Hey guys I've got 1 external hard drive and a internal hard drive now windows is installed on the internal hard drive how do i install Linux XP on the external hard drive?.

Or should i try Ubuntu?.


----------



## K-B (Oct 24, 2005)

Is the external hard drive connected via USB?
Try PCLinuxOS, it has a special option during the installation that you can select if you're installing to an external USB drive.


----------



## Skifer UK (Dec 21, 2006)

K-B said:


> Is the external hard drive connected via USB?
> Try PCLinuxOS, it has a special option during the installation that you can select if you're installing to an external USB drive.

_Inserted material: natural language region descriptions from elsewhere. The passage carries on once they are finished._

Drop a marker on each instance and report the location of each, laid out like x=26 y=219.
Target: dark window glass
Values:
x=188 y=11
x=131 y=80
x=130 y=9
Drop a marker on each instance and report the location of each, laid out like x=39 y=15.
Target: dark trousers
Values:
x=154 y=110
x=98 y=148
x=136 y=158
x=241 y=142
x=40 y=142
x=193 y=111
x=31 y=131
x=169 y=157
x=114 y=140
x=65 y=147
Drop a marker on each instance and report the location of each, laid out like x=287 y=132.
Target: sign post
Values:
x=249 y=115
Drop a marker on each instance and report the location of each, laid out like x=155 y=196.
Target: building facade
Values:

Ok can you walk me through it please?.


----------



## K-B (Oct 24, 2005)

I've never worked with Linux XP, I have no idea what installer it uses...


----------



## kpmwrestler (Jun 21, 2006)

you should probably just install pclinuxos. if you are looking for a linux distro that won't make you feel like you are in a completely different world, pclinuxos is actually pretty good at that. you have to buy linux xp anyways, right?

i have pclinuxos on an external hard drive and it was extremely simple. the installation wizard actually has an option for usb hard drive. it's way easier to install than windows, and i am guessing that linux xp can't beat it either.

give it a try. its free and awesome!!!


----------